Il titolo del libro ribalta quello di un’opera (De vulgari eloquentia) con cui Dante certificava che ormai il volgare era “pronto” per sostituire il latino nell’uso corrente perché era “popolare”. Ora, spiega Antonelli, questo concetto è stato gualcito, fino ad uscirne accartocciato: “Oggi l’eloquenza di molti politici può essere definita volgare proprio a partire dall’uso distorto che fa della parola e del concetto di popolo”. Non più popolare, quindi. Semmai “nel momento stesso in cui si mitizza il popolo sovrano, lo si tratta in realtà come un popolo bue”. Ci si rivolge al popolo lisciandolo ma parlandogli come a un bambino abbassando sempre di più il livello. Con parole terra-terra, da poppante (vaffanculo, vergogna, basta, tutti a casa): “E’ uno schifo”, “è infame”, “siamo stufi” dice il leader della Lega Nord Matteo Salvini quasi ogni giorno quasi su ogni argomento, dalle pensioni alla difesa dell’olio pugliese. O viceversa con espressioni così universali da assomigliare alla pace nel mondo auspicata dalle concorrenti di Miss Italia (andiamo avanti!, verso il futuro, un futuro meraviglioso, pieno di sfide, sfide che vinceremo, ché siamo tantissimi). “Si può fare di più e meglio, facciamolo insieme – ha detto Matteo Renzi durante la direzione del Pd di dieci giorni fa – L’Italia ha bisogno di una comunità politica che abbia al centro il futuro dei figli”.

 

 

Insomma, si è stanchi dei solecismi e degli strafalcioni. Maltrattare l'idioma nazionale, purtroppo, per molti politici, compresi, ovviamente, i ministri della Repubblica e i Segretari di partito, pare che sia diventato un vero e proprio vezzo linguistico.
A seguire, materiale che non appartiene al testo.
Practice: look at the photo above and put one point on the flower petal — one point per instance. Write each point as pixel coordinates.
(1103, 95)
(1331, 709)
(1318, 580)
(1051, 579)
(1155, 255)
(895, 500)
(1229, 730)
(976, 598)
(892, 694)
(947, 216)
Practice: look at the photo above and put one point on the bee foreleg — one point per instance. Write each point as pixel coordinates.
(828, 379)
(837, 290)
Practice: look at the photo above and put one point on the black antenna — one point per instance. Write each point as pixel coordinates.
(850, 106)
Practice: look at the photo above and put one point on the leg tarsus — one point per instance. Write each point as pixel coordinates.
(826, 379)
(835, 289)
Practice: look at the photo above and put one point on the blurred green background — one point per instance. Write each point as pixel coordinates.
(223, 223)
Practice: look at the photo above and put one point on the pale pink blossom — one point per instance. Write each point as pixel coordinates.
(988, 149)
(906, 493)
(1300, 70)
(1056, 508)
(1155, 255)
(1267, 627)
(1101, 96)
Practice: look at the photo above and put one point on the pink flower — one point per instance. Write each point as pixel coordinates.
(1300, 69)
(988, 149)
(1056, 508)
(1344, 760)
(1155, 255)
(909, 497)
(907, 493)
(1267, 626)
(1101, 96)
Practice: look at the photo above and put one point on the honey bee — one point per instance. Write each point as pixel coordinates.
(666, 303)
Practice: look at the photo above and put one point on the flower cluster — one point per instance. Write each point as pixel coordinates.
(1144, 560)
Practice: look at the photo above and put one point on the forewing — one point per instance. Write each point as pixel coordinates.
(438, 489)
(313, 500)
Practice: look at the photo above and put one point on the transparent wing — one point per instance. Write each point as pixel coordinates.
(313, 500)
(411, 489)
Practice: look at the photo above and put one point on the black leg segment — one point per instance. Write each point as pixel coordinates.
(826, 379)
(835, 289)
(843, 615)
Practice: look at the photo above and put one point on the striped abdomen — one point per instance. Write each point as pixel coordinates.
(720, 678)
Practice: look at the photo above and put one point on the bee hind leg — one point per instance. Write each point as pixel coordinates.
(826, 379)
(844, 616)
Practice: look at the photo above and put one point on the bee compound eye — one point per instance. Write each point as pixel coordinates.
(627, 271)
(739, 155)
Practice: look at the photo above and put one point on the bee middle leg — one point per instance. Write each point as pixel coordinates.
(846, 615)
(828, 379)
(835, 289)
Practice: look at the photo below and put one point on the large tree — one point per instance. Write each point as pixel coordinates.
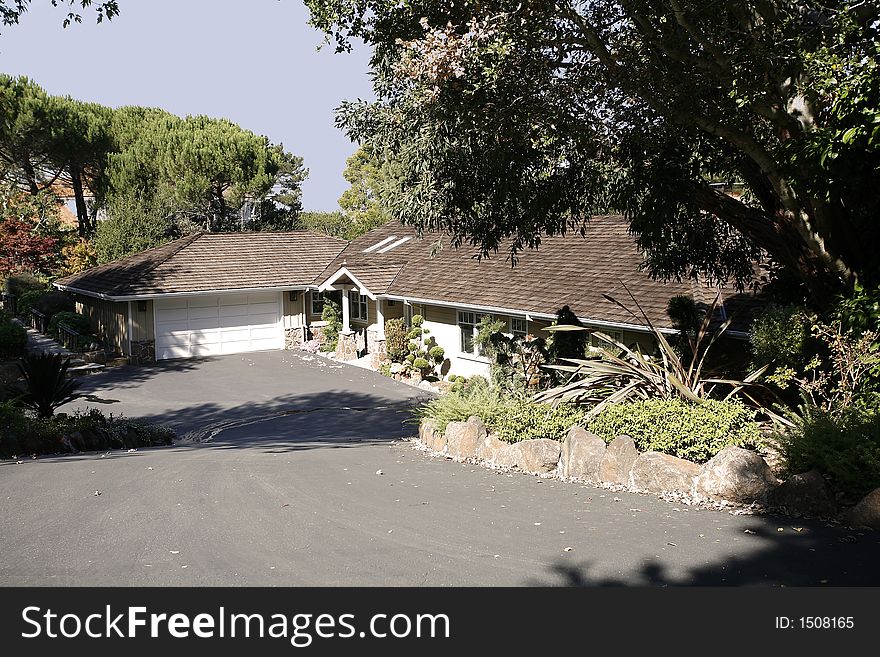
(509, 119)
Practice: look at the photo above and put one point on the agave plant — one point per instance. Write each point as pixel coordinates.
(46, 384)
(619, 373)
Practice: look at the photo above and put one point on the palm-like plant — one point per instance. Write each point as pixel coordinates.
(620, 373)
(46, 384)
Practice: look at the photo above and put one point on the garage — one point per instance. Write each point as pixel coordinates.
(187, 327)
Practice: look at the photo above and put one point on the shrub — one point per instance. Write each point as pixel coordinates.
(694, 431)
(844, 445)
(18, 284)
(13, 339)
(75, 321)
(46, 386)
(395, 340)
(781, 335)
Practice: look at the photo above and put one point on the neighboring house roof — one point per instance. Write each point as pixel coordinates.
(207, 262)
(573, 270)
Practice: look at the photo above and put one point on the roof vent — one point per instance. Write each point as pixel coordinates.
(382, 243)
(386, 249)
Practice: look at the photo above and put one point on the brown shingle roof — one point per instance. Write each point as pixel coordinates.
(573, 270)
(213, 261)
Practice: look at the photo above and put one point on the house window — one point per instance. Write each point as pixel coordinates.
(467, 325)
(317, 303)
(357, 305)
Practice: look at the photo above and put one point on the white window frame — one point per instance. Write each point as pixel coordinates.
(357, 304)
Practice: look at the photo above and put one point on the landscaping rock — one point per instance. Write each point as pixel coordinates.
(866, 513)
(618, 461)
(582, 454)
(462, 438)
(490, 447)
(657, 473)
(540, 456)
(735, 475)
(804, 494)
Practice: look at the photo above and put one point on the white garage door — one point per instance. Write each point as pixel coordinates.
(208, 326)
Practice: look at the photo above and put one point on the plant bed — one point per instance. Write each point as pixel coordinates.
(23, 434)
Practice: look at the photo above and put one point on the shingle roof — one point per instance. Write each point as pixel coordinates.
(213, 261)
(573, 270)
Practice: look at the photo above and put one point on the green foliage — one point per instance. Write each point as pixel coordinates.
(46, 384)
(72, 320)
(396, 340)
(843, 445)
(780, 335)
(13, 339)
(693, 431)
(332, 314)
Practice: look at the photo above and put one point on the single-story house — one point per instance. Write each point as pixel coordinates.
(218, 293)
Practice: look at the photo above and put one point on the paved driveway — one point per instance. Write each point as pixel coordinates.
(287, 490)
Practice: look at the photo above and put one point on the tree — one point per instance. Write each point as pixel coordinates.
(11, 10)
(362, 202)
(510, 119)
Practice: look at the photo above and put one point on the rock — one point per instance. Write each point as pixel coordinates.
(735, 475)
(618, 461)
(539, 456)
(804, 494)
(462, 438)
(489, 448)
(866, 513)
(656, 473)
(582, 454)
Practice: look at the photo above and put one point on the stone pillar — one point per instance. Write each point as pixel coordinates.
(346, 346)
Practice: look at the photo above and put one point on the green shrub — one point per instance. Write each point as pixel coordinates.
(844, 445)
(18, 284)
(13, 339)
(75, 321)
(781, 335)
(395, 340)
(673, 426)
(523, 419)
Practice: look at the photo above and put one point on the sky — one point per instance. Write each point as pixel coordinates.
(255, 63)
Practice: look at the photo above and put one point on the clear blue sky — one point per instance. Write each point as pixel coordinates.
(252, 62)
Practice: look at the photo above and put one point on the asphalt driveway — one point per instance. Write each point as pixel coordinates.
(296, 474)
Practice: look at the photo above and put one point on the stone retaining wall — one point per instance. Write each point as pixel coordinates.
(734, 476)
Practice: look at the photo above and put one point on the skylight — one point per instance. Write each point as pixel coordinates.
(385, 249)
(382, 243)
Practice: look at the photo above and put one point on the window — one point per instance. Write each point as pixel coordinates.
(317, 303)
(357, 305)
(467, 324)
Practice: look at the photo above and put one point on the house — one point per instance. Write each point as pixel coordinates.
(217, 293)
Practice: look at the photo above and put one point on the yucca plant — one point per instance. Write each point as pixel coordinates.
(46, 384)
(619, 373)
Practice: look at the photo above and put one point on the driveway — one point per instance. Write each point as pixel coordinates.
(302, 478)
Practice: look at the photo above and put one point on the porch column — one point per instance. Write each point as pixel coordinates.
(346, 311)
(380, 318)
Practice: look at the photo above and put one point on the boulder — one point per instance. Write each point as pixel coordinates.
(582, 454)
(735, 475)
(866, 513)
(462, 438)
(618, 461)
(539, 456)
(490, 447)
(804, 494)
(656, 473)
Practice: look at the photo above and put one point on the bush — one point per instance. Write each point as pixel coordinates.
(75, 321)
(395, 340)
(18, 284)
(844, 445)
(13, 339)
(673, 426)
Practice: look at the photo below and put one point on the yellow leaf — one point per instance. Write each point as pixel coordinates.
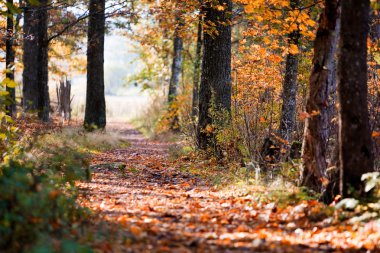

Forse a qualcuno, e in particolare a coloro che rappresentano l'Italia e gli interessi nazionali, converrebbe, di tanto in tanto, ricominciare a studiare la lingua italiana, sia perchè lo studio non ha mai fatto male a nessuno, sia perchè si potrebbe beneficiare, in ogni caso, della consueta comprensione popolare e dell'indulgenza che normalmente viene riservata ai somari.